There was also a great deal of attention for themed routes, which add an extra dimension to the experience and thereby have added value. A pearl amongst theme routes, is the ‘Route der Industriekultur per Rad’ or Bicycle Route through Industrial Heritage in the Ruhr area of Germany. Pia Zimmermann of Ruhr Tourism elucidated the development of the project, which benefited from good branding with its own website, promotional campaign, logo and clear, consistent signage on the route. During his presentation, Fabio Tat of VisitBrabant touched on the advantages of a route with a clear theme, such as the successful Van Gogh cycle route through the Brabant countryside.

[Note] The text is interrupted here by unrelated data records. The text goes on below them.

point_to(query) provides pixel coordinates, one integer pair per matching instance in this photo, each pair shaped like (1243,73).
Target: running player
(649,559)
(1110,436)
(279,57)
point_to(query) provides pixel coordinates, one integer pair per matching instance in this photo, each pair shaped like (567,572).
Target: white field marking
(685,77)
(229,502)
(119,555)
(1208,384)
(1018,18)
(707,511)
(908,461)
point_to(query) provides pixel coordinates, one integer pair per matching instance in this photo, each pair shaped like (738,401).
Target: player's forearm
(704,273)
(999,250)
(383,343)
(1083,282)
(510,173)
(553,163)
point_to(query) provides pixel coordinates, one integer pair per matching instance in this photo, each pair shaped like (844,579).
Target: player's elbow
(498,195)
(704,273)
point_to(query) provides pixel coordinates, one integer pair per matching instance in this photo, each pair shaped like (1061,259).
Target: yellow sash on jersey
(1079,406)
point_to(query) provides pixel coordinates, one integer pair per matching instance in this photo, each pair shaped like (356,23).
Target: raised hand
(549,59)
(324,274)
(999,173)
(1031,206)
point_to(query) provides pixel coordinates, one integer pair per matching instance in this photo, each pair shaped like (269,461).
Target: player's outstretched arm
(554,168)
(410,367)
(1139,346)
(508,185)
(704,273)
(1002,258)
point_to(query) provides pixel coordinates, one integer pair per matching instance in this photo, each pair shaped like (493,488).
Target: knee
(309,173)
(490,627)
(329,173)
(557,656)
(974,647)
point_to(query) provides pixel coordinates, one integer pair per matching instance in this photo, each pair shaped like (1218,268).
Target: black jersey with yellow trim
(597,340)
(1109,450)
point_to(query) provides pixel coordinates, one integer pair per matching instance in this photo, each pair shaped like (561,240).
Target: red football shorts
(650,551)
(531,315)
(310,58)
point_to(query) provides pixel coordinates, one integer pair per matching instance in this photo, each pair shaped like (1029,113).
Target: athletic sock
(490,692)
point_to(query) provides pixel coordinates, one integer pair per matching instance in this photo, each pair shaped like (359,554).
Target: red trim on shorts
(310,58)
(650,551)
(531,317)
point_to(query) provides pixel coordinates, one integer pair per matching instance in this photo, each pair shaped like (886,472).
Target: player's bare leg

Jeroen Stam (Tourisme Nord)


Anyone considering starting a cycle route project must be prepared to battle to achieve it, according to the accounts given by Jeroen Stam, a Dutchman who worked at ‘Tourisme Nord’ in France. He spent years trying to convince the French governments and tourism services that cycling tourism brings added value and generates extra income. With a great deal of stamina and persistence he eventually succeeded in realising the first French network with nodes, that link up to the Belgian network.

Bicycles on the train

Roland Huhn of the German cycling association ADFC also gave a striking example of intensive lobbying. For many years the association struggled to get more bicycle storage facilities in the Deutsche Bahn’s trains. Up to and including peaceful ‘guerrilla-actions’. Deutsche Bahn finally started to yield and more bicycle storage space is being introduced on trains. Ed Lancaster of the European Cyclists’ Federation (ECF) brought that struggle into a more European perspective. The ECF has also been lobbying for years for more bicycle storage spaces in trains, a battle that is by no means over.

It was evident from virtually all of the presentations that co-operation between authorities and governments can play a decisive role in the successful development of projects for bicycles and cyclists. In 2021, there will be another edition of the IBTC prior to the Fiets en Wandelbeurs in Utrecht.